Scope Boundary for aggregation: repository, monorepo path prefix, or product id. Keeps unrelated workstreams from merging in one dashboard.

Lifecycle (conceptual)

ingest (git log ± optional feeds)
    → normalize contributor (email + aliases)
    → parse linkage to work units (conventions / API)
    → store or project an event log
    → apply configuration windows (sprint, phase, release) — see Methodologies
    → emit aggregates and ceremony-facing artifacts

Nothing in this pipeline is Scrum- or Kanban-specific until configuration (windows, board metadata, WIP policy) is applied. That configuration is described under Methodologies.


What the foundation includes

  • Identity rules — How email becomes contributor_id; where aliases live; how service accounts are labeled.
  • Work-unit conventions — Documented patterns for referencing issues/REQs in commits (single source of truth in-repo).
  • Event log — Ordered events with enough fields to recompute aggregates (commit hash, timestamps, message, optional trailers such as Co-authored-by:).
  • Generic aggregates — Definitions that do not assume a methodology: e.g. commits per contributor per day, touches per work unit, first/last activity timestamps — slices are parameterized by date range and scope.
  • Optional extension points — Additional event_kind values and joins to external systems, without forking contributor/work-unit definitions.

What the foundation does not include

These belong to process, tooling, or the Methodologies chapter — not to the core schema:

  • Sprint goals, backlog order, or Scrum roles.
  • Column definitions, WIP limits, or replenishment policy (Kanban).
  • Phase sign-off matrices, formal baselines, or compliance artifacts (phased delivery).
  • Pairing rotation rules or coding-standard enforcement (XP) — though signals (e.g. co-author trailers) may appear as data.

The foundation also does not, by itself, prove billable hours or performance ratings; see Challenges.


Add-ons (configuration, not duplicate foundations)

These sit on top of the same data:

Add-on Role
Cadence Date boundaries: sprints, release trains, review milestones.
Work-unit metadata Phase, priority, column — from tracker or from tags; joins to the work unit id.
Reporting Human- or machine-readable outputs per ceremony (daily standup digest, sprint summary, flow snapshot, phase touch list).

Where work units meet WBS / milestones (consuming repo)

The foundation is generic: a work unit is any issue, REQ, or ticket id you link from commits.

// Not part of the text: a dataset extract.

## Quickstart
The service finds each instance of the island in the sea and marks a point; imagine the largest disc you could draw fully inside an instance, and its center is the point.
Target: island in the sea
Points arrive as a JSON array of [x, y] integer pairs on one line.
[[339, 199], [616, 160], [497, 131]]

In repos that use this blueprint’s requirements layout, those ids usually come from docs/requirements/ (or your equivalent): milestone / epic / story / task specs, WBS, and roadmap — not from sdlc/ itself. sdlc/ holds process + tracking conventions; docs/requirements/ holds the backlog tree.

What (typical) Where (typical)
ID scheme docs/requirements/STRUCTURE-PROPOSAL.md (or your naming doc)
Specs & milestones docs/requirements/INDEX.md, docs/requirements/milestones/
WBS rollup docs/requirements/WBS.md / WBS.csv when used
Roadmap docs/ROADMAP.md when used

Tracking docs describe how to attribute commits to work units; requirements docs define what is planned and how ids are named. Link commits to ids with message conventions your team adopts.


Where duration (“time”) can live — two layers

Layer What it is Storage
Activity / touch Commits, PRs — timestamps, not duration Git (+ optional generated aggregates, e.g. under metrics/).
Explicit duration Logged minutes/hours per person per work item Not from git alone; use an external tool (tracker, time product) and/or an in-repo log (see below).

External: time entries in Jira / Linear / Harvest / etc., keyed by the same work unit ids as your requirements tree.

In-repo (optional): e.g. metrics/time/ or docs/metrics/time/ — CSV or JSON Lines with columns like date, contributor_id, work_unit_id, minutes, optional category, source. sdlc/ can hold conventions only; raw daily files may live elsewhere to avoid noise. Aggregates should be generated, not hand-edited. Sensitive data: .gitignore or keep duration off-repo.